The solution is elegant but hard to understand. The tiny change to the solution could make it easier to comprehend. Maybe less efficient but probably with the same O(N)

My algorithm :

• keep track of the sum of all characters in the frequency hashmap
• on each iteration extract the value of the max repeating character in that hashmap
• if the remaining sum is more than K, shrink the window.

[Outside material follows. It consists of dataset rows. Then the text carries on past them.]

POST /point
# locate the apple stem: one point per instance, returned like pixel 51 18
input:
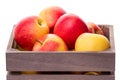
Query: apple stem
pixel 39 42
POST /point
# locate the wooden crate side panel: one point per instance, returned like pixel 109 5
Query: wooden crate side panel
pixel 60 77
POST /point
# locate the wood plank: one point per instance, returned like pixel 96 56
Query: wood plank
pixel 60 77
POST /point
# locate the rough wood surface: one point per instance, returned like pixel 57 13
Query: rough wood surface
pixel 62 61
pixel 60 77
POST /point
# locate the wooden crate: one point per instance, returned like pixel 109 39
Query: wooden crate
pixel 61 61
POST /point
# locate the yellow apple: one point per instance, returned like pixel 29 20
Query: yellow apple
pixel 91 42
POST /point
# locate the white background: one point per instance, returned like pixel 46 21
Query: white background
pixel 98 11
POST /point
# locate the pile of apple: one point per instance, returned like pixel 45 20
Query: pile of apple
pixel 56 30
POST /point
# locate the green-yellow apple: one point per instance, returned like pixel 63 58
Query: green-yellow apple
pixel 93 28
pixel 69 26
pixel 50 42
pixel 92 42
pixel 51 14
pixel 28 30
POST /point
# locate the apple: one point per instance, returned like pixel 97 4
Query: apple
pixel 51 14
pixel 50 42
pixel 28 30
pixel 69 26
pixel 93 28
pixel 92 42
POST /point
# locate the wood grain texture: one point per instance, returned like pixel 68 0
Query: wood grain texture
pixel 60 77
pixel 62 61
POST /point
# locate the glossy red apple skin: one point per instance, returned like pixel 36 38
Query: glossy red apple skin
pixel 51 14
pixel 28 30
pixel 69 27
pixel 50 42
pixel 93 28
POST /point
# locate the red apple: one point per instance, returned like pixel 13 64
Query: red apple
pixel 51 14
pixel 28 30
pixel 50 42
pixel 93 28
pixel 69 27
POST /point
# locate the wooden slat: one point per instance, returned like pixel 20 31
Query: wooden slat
pixel 60 77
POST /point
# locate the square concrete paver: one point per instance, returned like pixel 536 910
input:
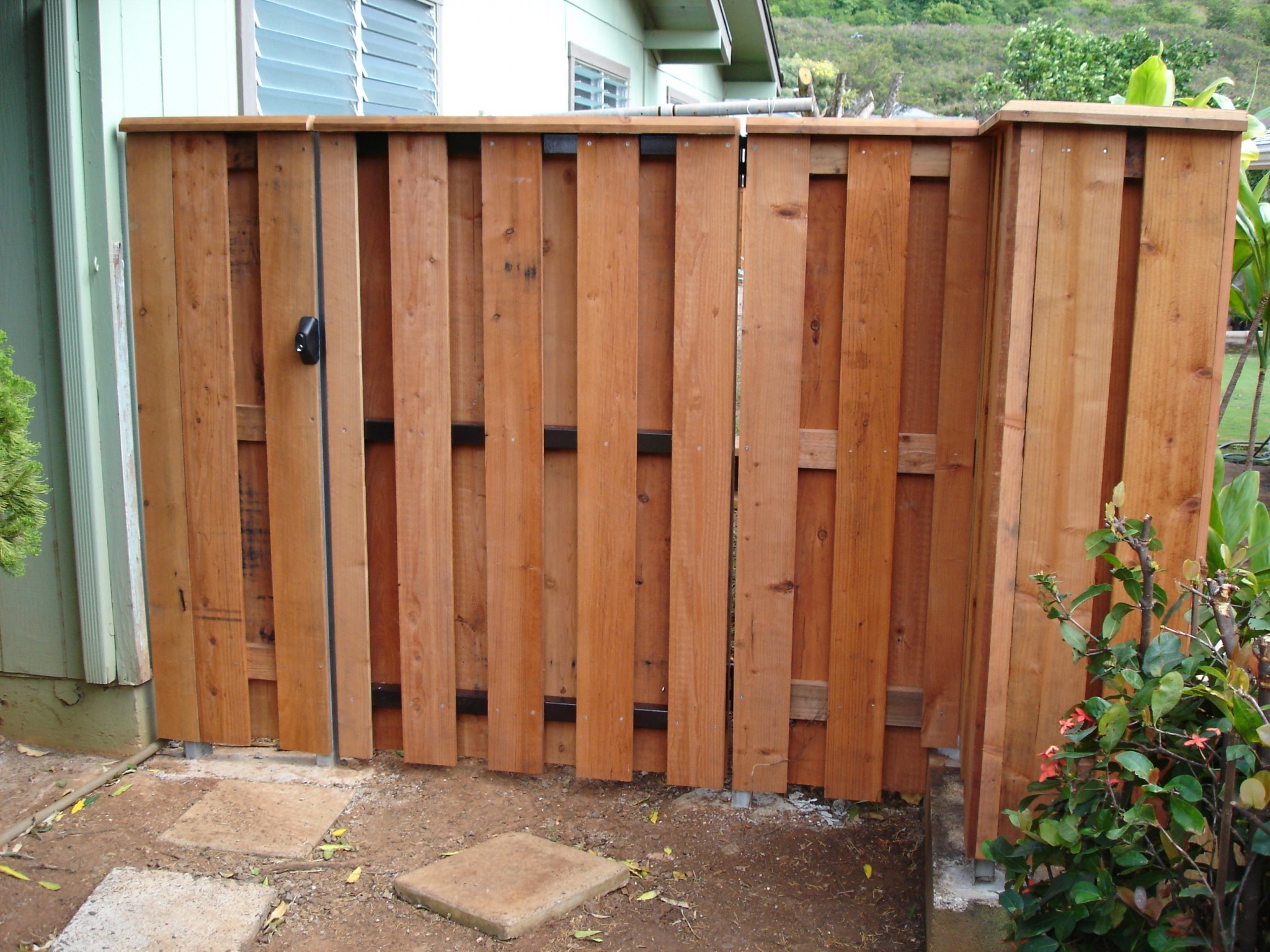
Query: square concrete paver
pixel 511 884
pixel 156 910
pixel 266 819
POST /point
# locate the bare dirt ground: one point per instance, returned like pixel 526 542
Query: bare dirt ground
pixel 794 876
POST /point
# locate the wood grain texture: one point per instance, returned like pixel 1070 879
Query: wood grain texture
pixel 774 252
pixel 561 409
pixel 418 202
pixel 1073 307
pixel 705 353
pixel 1002 410
pixel 468 404
pixel 1173 374
pixel 346 443
pixel 512 307
pixel 1122 116
pixel 966 275
pixel 294 434
pixel 653 472
pixel 609 236
pixel 374 232
pixel 873 330
pixel 208 426
pixel 159 430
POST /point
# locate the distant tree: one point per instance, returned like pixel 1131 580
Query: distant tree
pixel 1221 13
pixel 1052 61
pixel 22 511
pixel 945 12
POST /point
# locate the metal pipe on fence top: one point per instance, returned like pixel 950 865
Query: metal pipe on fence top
pixel 734 107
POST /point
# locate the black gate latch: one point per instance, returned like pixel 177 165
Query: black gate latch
pixel 309 340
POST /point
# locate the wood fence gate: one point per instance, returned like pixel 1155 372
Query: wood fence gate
pixel 463 532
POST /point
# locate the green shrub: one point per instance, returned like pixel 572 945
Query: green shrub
pixel 1121 840
pixel 22 511
pixel 945 12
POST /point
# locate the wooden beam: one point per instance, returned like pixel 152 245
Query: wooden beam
pixel 931 157
pixel 705 363
pixel 774 247
pixel 607 423
pixel 418 201
pixel 512 301
pixel 294 433
pixel 207 408
pixel 873 335
pixel 159 430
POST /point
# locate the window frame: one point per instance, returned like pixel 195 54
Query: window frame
pixel 580 55
pixel 248 100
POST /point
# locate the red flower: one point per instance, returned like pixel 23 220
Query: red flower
pixel 1199 741
pixel 1076 721
pixel 1048 765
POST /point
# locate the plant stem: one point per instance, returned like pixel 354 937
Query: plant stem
pixel 1256 410
pixel 1141 545
pixel 1244 357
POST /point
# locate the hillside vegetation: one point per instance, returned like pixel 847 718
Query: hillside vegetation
pixel 944 47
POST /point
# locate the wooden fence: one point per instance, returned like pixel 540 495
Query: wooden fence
pixel 470 508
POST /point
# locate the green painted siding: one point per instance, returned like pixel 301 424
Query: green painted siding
pixel 38 612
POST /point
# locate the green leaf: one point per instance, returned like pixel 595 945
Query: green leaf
pixel 1188 816
pixel 1186 787
pixel 1085 892
pixel 1151 84
pixel 1113 725
pixel 1091 592
pixel 1135 763
pixel 1166 695
pixel 1073 637
pixel 1162 654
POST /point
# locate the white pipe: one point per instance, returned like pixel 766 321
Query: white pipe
pixel 110 775
pixel 735 107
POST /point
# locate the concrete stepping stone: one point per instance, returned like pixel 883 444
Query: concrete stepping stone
pixel 263 819
pixel 158 910
pixel 511 884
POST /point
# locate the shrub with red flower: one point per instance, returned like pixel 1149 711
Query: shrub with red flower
pixel 1122 842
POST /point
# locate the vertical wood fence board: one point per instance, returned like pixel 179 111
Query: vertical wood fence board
pixel 419 223
pixel 1067 402
pixel 294 431
pixel 1118 390
pixel 210 434
pixel 346 443
pixel 609 235
pixel 376 299
pixel 468 405
pixel 821 366
pixel 512 252
pixel 244 196
pixel 1223 283
pixel 774 247
pixel 918 413
pixel 1173 372
pixel 654 386
pixel 159 427
pixel 964 275
pixel 873 329
pixel 1002 439
pixel 561 566
pixel 705 353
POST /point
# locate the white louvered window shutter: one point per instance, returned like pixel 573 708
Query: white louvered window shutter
pixel 346 58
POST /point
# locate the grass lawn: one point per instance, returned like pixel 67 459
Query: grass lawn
pixel 1238 414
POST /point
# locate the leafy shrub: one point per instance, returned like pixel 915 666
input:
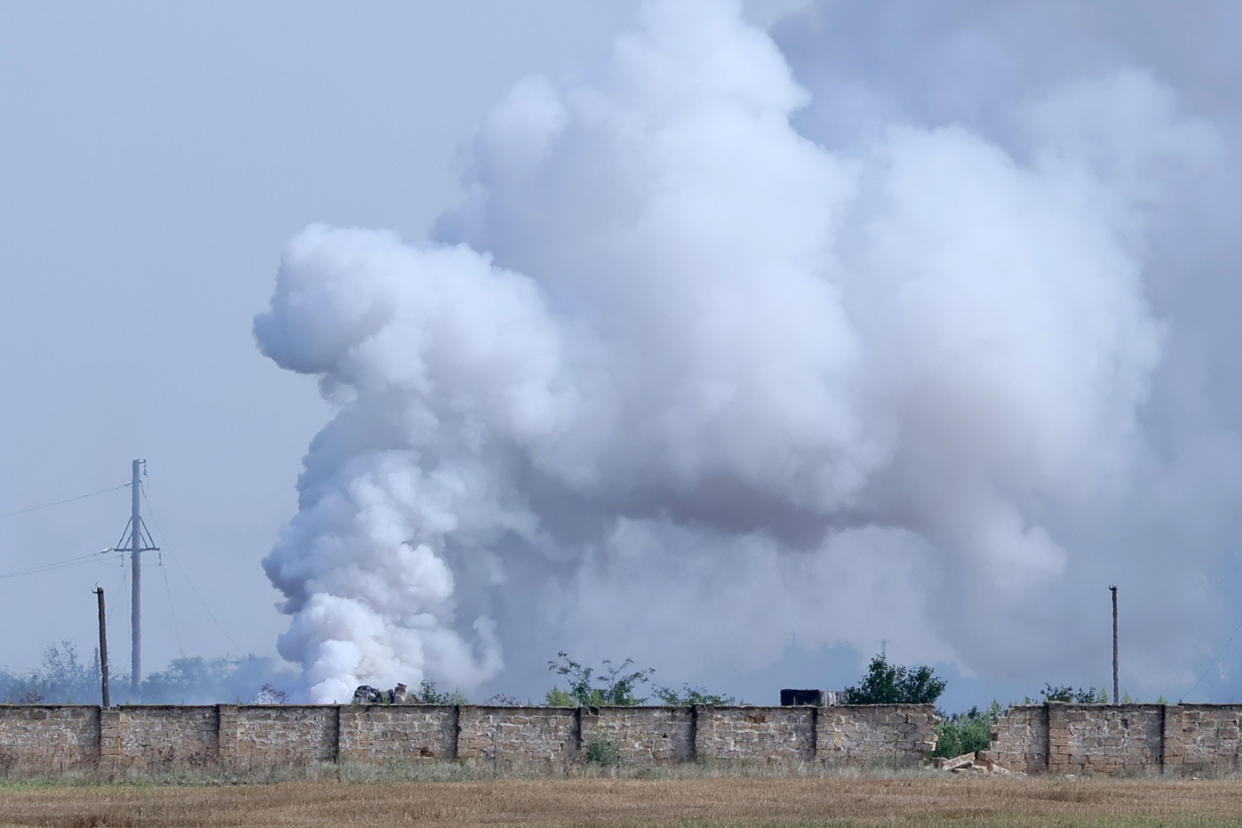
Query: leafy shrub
pixel 965 733
pixel 1091 695
pixel 614 685
pixel 689 695
pixel 893 684
pixel 602 752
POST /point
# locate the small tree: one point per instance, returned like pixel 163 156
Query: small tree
pixel 893 684
pixel 1089 695
pixel 614 685
pixel 965 733
pixel 691 695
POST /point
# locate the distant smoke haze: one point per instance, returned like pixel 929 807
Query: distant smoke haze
pixel 765 333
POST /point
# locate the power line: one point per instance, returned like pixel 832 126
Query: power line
pixel 57 503
pixel 185 575
pixel 55 565
pixel 1217 661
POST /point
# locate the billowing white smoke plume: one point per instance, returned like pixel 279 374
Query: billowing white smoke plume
pixel 677 381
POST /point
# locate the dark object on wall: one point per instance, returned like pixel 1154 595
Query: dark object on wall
pixel 790 698
pixel 367 694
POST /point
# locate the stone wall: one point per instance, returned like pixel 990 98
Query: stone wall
pixel 1119 739
pixel 756 734
pixel 37 739
pixel 892 734
pixel 159 736
pixel 642 735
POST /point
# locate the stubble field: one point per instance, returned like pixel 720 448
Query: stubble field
pixel 723 801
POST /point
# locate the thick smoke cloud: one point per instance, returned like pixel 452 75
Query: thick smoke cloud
pixel 760 334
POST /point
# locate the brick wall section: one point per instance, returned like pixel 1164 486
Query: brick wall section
pixel 1191 739
pixel 1104 739
pixel 1020 739
pixel 642 735
pixel 37 739
pixel 153 736
pixel 405 733
pixel 1204 739
pixel 892 734
pixel 277 735
pixel 755 734
pixel 547 736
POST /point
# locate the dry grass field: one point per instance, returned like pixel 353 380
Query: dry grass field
pixel 720 801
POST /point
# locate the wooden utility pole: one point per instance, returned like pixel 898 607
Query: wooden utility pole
pixel 139 543
pixel 135 569
pixel 103 648
pixel 1117 694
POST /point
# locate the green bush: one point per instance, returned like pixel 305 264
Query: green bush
pixel 612 685
pixel 604 752
pixel 893 684
pixel 965 733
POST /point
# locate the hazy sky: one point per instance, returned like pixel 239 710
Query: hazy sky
pixel 773 333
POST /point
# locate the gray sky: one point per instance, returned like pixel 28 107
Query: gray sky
pixel 1025 212
pixel 155 158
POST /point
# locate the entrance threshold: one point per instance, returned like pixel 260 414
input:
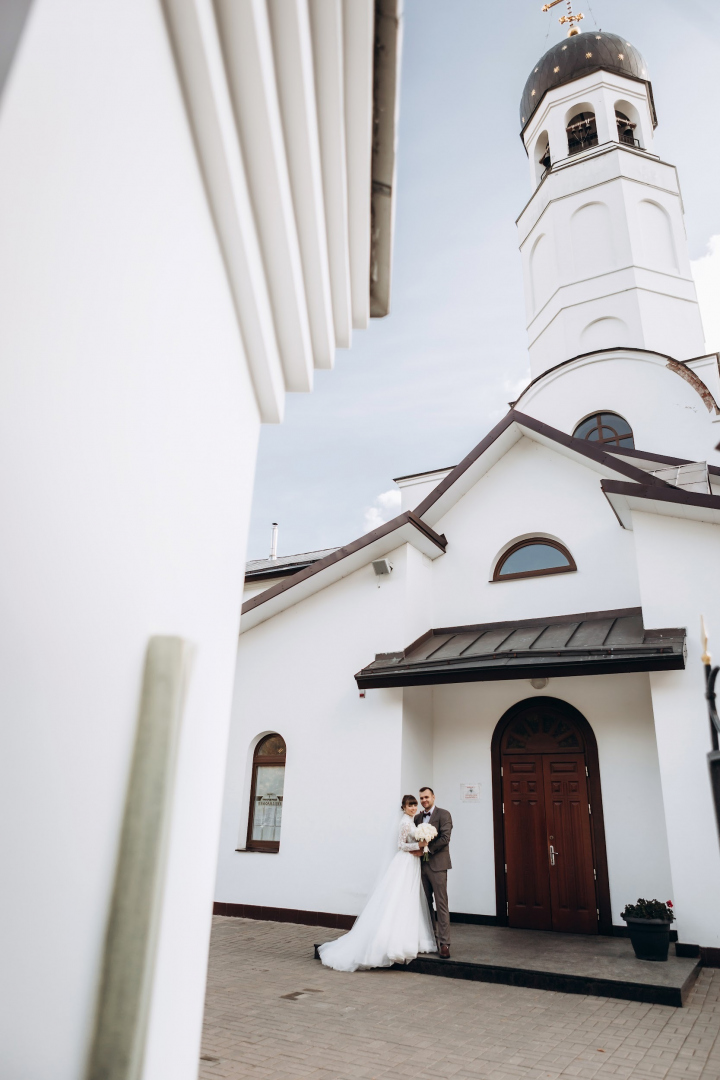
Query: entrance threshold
pixel 568 963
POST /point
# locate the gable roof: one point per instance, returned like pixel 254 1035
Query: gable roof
pixel 498 442
pixel 416 527
pixel 405 528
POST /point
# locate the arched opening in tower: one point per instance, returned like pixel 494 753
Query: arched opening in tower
pixel 582 132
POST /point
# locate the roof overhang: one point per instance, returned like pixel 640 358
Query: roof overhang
pixel 294 117
pixel 405 528
pixel 596 643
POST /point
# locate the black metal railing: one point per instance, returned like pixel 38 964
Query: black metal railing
pixel 582 143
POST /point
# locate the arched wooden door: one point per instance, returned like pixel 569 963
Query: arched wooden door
pixel 551 820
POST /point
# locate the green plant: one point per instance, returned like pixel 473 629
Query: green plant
pixel 649 909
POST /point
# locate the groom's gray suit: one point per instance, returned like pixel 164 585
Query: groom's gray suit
pixel 435 871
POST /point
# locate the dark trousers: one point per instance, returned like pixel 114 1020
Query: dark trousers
pixel 435 883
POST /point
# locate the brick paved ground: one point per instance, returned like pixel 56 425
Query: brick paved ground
pixel 275 1013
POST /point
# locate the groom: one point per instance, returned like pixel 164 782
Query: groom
pixel 435 871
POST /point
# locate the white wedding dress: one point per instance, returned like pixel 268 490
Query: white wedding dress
pixel 394 926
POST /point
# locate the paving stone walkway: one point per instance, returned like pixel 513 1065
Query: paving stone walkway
pixel 275 1013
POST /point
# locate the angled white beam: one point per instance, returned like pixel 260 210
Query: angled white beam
pixel 327 39
pixel 247 51
pixel 289 26
pixel 193 35
pixel 357 32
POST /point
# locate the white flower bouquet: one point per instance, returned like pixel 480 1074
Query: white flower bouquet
pixel 425 833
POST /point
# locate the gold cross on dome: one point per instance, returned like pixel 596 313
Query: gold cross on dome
pixel 572 19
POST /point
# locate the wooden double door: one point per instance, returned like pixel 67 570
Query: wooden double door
pixel 549 872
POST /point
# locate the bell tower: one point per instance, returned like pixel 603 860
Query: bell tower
pixel 602 239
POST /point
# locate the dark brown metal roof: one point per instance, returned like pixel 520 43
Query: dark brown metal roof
pixel 592 643
pixel 258 569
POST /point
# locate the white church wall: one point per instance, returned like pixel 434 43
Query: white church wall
pixel 666 414
pixel 620 712
pixel 127 402
pixel 417 761
pixel 343 752
pixel 678 582
pixel 531 490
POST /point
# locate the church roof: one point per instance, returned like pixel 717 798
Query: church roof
pixel 592 643
pixel 417 527
pixel 573 57
pixel 284 565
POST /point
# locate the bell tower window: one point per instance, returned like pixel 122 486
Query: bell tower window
pixel 625 130
pixel 582 132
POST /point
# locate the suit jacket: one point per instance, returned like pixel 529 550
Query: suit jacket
pixel 439 848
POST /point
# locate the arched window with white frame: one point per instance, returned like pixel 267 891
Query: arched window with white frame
pixel 267 788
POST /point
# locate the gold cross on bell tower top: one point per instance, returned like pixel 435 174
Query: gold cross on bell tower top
pixel 572 19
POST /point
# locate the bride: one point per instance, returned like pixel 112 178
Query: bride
pixel 395 923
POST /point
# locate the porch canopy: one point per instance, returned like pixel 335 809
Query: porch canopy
pixel 592 643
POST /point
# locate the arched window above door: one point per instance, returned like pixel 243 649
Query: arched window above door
pixel 606 429
pixel 266 817
pixel 542 730
pixel 532 557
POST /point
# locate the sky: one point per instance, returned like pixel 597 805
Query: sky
pixel 421 387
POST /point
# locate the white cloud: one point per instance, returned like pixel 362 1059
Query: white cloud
pixel 386 505
pixel 706 272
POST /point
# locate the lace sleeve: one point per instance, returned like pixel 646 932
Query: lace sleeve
pixel 405 840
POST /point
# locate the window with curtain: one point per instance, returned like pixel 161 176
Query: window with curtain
pixel 267 790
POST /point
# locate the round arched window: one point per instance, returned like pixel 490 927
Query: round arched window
pixel 582 132
pixel 530 558
pixel 607 429
pixel 266 815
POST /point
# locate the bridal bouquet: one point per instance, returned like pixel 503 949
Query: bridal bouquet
pixel 425 833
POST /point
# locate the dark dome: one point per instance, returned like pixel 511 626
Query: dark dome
pixel 574 57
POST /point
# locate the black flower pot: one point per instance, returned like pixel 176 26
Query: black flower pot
pixel 651 937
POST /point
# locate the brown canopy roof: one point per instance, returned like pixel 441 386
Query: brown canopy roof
pixel 593 643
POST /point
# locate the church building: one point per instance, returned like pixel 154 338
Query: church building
pixel 525 636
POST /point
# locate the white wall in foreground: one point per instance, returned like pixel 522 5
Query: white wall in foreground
pixel 127 431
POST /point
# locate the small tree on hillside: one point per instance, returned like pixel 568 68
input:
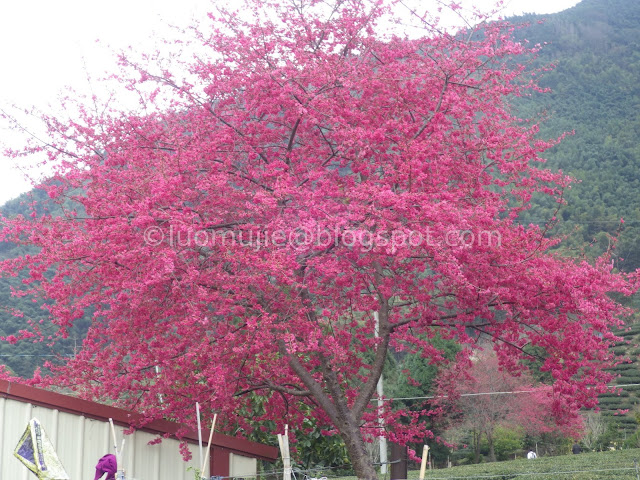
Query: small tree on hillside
pixel 238 233
pixel 488 398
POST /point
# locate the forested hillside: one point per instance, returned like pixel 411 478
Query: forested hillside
pixel 22 358
pixel 595 92
pixel 595 50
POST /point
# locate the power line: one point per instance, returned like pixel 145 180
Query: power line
pixel 514 392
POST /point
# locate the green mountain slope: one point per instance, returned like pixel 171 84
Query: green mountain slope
pixel 595 91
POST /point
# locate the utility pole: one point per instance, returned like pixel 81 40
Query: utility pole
pixel 381 438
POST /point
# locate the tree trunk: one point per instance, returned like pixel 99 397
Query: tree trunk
pixel 360 461
pixel 476 447
pixel 492 451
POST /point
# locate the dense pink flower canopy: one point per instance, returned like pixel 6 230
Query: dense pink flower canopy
pixel 238 234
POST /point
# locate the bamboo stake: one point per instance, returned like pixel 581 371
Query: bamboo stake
pixel 213 426
pixel 423 464
pixel 199 436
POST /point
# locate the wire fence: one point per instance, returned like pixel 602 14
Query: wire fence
pixel 599 471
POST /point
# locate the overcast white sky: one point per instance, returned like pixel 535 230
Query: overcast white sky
pixel 45 45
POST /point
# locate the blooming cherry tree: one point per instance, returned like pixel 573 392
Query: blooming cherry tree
pixel 295 202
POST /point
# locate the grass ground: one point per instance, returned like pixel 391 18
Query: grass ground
pixel 618 465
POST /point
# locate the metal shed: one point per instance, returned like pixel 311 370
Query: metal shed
pixel 80 432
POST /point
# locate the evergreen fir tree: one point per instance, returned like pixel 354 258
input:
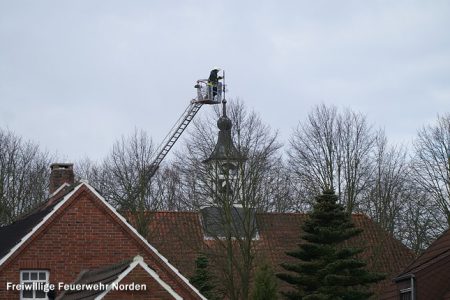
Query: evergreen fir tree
pixel 202 278
pixel 328 269
pixel 265 284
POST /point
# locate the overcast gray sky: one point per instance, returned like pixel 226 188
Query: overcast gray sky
pixel 76 75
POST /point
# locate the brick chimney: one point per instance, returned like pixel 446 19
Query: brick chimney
pixel 60 173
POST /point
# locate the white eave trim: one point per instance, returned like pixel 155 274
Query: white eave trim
pixel 67 197
pixel 153 249
pixel 138 260
pixel 36 228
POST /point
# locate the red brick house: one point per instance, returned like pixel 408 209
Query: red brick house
pixel 427 277
pixel 77 238
pixel 76 230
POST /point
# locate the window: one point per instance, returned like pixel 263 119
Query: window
pixel 406 294
pixel 33 282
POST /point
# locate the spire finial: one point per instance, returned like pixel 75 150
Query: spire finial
pixel 224 107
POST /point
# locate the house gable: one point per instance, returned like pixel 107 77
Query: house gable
pixel 129 279
pixel 83 232
pixel 428 275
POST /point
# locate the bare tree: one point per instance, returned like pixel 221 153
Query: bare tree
pixel 385 194
pixel 333 150
pixel 431 162
pixel 123 178
pixel 420 222
pixel 24 176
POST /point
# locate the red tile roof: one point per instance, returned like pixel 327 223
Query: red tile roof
pixel 179 237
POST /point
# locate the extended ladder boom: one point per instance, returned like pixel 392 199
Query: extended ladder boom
pixel 173 135
pixel 205 95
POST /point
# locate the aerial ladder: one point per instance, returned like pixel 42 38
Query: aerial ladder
pixel 205 95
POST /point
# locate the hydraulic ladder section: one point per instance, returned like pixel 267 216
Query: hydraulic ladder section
pixel 173 135
pixel 205 95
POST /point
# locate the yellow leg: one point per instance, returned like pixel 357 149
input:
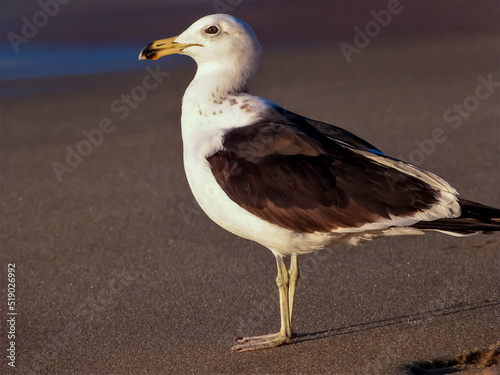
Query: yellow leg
pixel 284 336
pixel 294 275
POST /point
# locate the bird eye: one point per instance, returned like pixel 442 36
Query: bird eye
pixel 212 30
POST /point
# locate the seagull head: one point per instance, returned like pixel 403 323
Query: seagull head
pixel 224 48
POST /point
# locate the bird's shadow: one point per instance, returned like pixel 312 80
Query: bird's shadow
pixel 411 318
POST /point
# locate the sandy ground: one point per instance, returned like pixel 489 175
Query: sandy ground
pixel 119 272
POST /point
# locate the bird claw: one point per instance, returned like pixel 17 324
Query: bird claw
pixel 271 340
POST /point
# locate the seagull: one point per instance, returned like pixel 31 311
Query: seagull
pixel 293 184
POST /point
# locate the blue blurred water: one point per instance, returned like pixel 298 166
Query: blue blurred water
pixel 42 61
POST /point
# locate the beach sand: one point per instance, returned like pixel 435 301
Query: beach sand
pixel 119 272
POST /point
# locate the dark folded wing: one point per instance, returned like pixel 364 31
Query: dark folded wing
pixel 302 179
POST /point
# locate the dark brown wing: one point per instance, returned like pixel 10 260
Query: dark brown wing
pixel 300 179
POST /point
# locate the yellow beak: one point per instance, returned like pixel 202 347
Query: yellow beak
pixel 162 47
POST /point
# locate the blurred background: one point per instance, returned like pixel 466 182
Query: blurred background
pixel 120 272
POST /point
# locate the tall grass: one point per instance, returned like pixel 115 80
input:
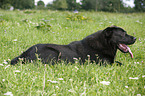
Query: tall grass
pixel 18 31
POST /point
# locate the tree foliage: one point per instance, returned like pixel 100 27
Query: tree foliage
pixel 60 4
pixel 139 5
pixel 40 4
pixel 18 4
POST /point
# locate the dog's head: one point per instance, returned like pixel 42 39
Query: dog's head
pixel 119 37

The hole solution in JS: const f = (_str, _k) => { let windowStart = 0; let maxLength = 0; const charFrequency = {}; let allCharSum = 0;

for (let windowEnd = 0; windowEnd < _str.length; windowEnd++) { const rightChar = _str[windowEnd];

if (!(rightChar in charFrequency)) { charFrequency[rightChar] = 0; } charFrequency[rightChar] += 1; allCharSum += 1;

// Find the max value and delete it from the overall sum. // The sum of the other values should not be more than K const otherCharSum = allCharSum - Math.max(...Object.values(charFrequency));

if (otherCharSum > _k) { const leftChar = _str[windowStart]; charFrequency[leftChar] -= 1; allCharSum -= 1; windowStart += 1; } maxLength = Math.max(maxLength, windowEnd - windowStart + 1); } return maxLength; };